Open AccessInterferon gamma and granulocyte/macrophage colony-stimulating factor inhibit growth and induce antigens characteristic of myeloid differentiation in small-cell lung cancer cell lines.
Author(s) -
Michael R. Ruff,
William L. Farrar,
Candace B. Pert
Publication year - 1986
Publication title -
proceedings of the national academy of sciences of the united states of america
Language(s) - English
Resource type - Journals
SCImago Journal Rank - 5.011
H-Index - 771
eISSN - 1091-6490
pISSN - 0027-8424
DOI - 10.1073/pnas.83.17.6613
Subject(s) - haematopoiesis , biology , lymphokine , myeloid , cell culture , cancer research , antigen , granulocyte macrophage colony stimulating factor , interferon gamma , immunology , interferon , cytokine , microbiology and biotechnology , stem cell , genetics
The expression of several macrophage and hemopoietic cell surface markers recently described on small-cell lung cancer (SCLC) cell lines was studied by use of flow cytometry. The antigens Leu-M3, Leu-7, and HLA-DR were examined for their modulation by human interferon gamma and granulocyte/macrophage colony-stimulating factor (GM-CSF).

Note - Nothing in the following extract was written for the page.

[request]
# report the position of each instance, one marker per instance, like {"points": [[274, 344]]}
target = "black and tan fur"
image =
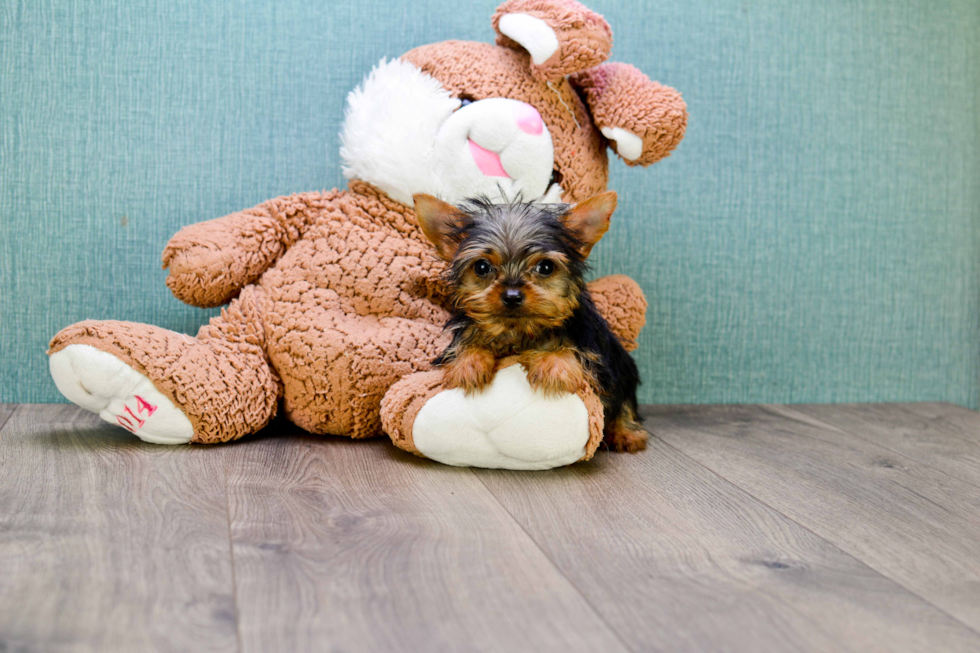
{"points": [[517, 276]]}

Both of these lymphokines generally induced enhanced expression of hemopoietic markers in several SCLC lines. A differential response to these two hormones was observed, in that qualitative and quantitative differences in marker modulation among the tested cell lines were apparent. In addition to regulating the antigenic phenotype of these cells, both interferon gamma and GM-CSF had antiproliferative effects on SCLC lines as determined by [3H]thymidine incorporation and clonal growth in agar. These results suggest that interferon gamma and GM-CSF promote a differentiation process in SCLC cell lines that has characteristics in common with myeloid differentiation. These findings support the theory that SCLC tumors are hemopoietic cells that arise from macrophages or their precursors and suggest new therapeutic modalities for the treatment of lung cancer.